In the news the other week: 25% of babies born in the UK have at least one foreign parent (http://politics.guardian.co.uk/homeaffairs/story/0,,2156006,00.html). I love this, because it looks so simple but in reality there’s loads going on.
Migration Watch said:
‘News today that one in four children born in Britain has a foreign parent is clearest possible evidence of the effect of mass immigration on our society. Many people simply don’t understand how this could have happened without anyone being consulted’
Mmm… now ‘foreign parent’ should read as ‘foreign-born parent’ because that’s what the data covered. And this covers a wide range of situations. It includes people born to British parents while overseas (perhaps while in diplomatic service, the forces, or in business): in 2001 a quarter of the ‘foreign-born people’ in the UK had at least one parent who was born here. It also includes the stereotypical Thai bride and other partners that we Brits meet when on holiday.
And there are also those people who are here because of work, and won’t be staying long. One of my favourite statistics relates to a place called Forest Heath in Suffolk. In this report it stood out because 47% of children are born to foreign-born parents.
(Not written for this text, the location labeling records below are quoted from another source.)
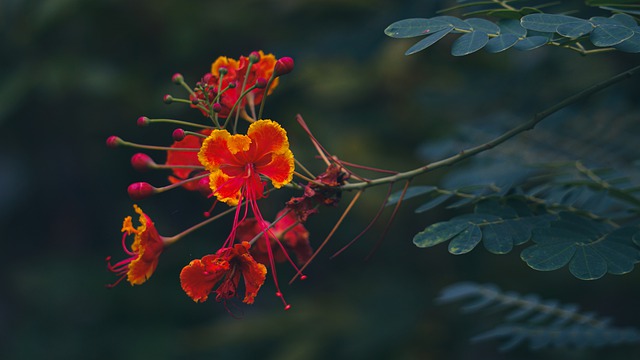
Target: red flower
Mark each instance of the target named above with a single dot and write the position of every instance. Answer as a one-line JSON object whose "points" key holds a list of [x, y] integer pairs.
{"points": [[184, 161], [225, 267], [145, 251], [237, 162], [286, 234], [236, 72]]}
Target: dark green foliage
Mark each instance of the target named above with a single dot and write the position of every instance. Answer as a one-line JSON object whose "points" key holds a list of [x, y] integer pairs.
{"points": [[543, 323], [580, 217], [521, 30], [591, 249], [500, 226]]}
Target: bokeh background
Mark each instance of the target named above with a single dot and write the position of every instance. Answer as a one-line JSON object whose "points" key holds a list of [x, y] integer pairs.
{"points": [[74, 72]]}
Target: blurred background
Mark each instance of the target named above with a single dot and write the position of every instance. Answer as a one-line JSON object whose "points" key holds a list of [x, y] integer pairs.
{"points": [[74, 72]]}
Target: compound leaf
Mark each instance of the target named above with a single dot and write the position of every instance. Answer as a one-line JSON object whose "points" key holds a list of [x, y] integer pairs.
{"points": [[532, 42], [428, 41], [501, 43], [610, 34], [469, 43], [408, 28], [590, 251]]}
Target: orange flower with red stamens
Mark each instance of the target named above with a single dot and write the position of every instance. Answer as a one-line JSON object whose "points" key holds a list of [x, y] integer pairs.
{"points": [[287, 234], [225, 267], [235, 72], [237, 162], [145, 250], [183, 159]]}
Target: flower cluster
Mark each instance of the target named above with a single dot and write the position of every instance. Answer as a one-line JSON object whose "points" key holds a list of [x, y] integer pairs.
{"points": [[237, 169]]}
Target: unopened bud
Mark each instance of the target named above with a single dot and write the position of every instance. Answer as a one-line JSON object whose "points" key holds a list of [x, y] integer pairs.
{"points": [[140, 190], [113, 141], [142, 162], [177, 78], [143, 121], [178, 134], [204, 187], [283, 66], [261, 83], [254, 57]]}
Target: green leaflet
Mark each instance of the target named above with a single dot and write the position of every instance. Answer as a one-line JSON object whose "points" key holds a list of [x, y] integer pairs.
{"points": [[527, 30], [499, 226], [415, 27], [469, 43], [590, 251]]}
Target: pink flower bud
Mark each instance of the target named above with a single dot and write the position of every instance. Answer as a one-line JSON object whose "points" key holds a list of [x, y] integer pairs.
{"points": [[140, 190], [113, 141], [143, 121], [177, 78], [254, 57], [283, 66], [178, 134], [142, 162], [261, 83]]}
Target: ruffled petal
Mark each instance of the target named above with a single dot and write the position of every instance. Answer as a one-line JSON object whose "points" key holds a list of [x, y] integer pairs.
{"points": [[200, 276], [215, 151], [253, 272], [268, 137], [147, 244], [227, 189], [279, 169], [223, 61]]}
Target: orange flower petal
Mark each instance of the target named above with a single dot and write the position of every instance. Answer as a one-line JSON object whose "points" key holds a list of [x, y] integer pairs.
{"points": [[268, 136], [200, 276], [225, 188], [254, 275], [148, 244], [223, 61], [280, 169], [214, 150]]}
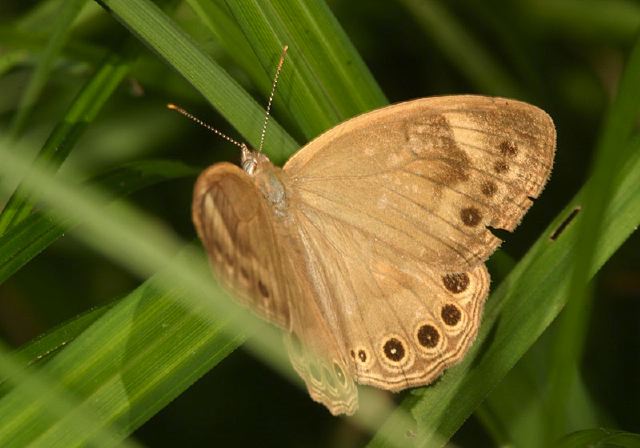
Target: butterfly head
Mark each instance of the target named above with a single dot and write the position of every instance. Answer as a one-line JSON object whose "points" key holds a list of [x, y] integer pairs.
{"points": [[252, 161]]}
I spotted the place a few years ago because it has really high numbers of ‘White other’. ‘Are they Poles here to do agricultural work?’, you ask. If you know the area, you’ll know why. It’s Mildenhall and Lakenheath, two outposts of the USA. They’re airbases from which the US can strike at middle East/eastern European targets. Full of Americans in their family stage. Are these the immigrants Migration Watch are talking about?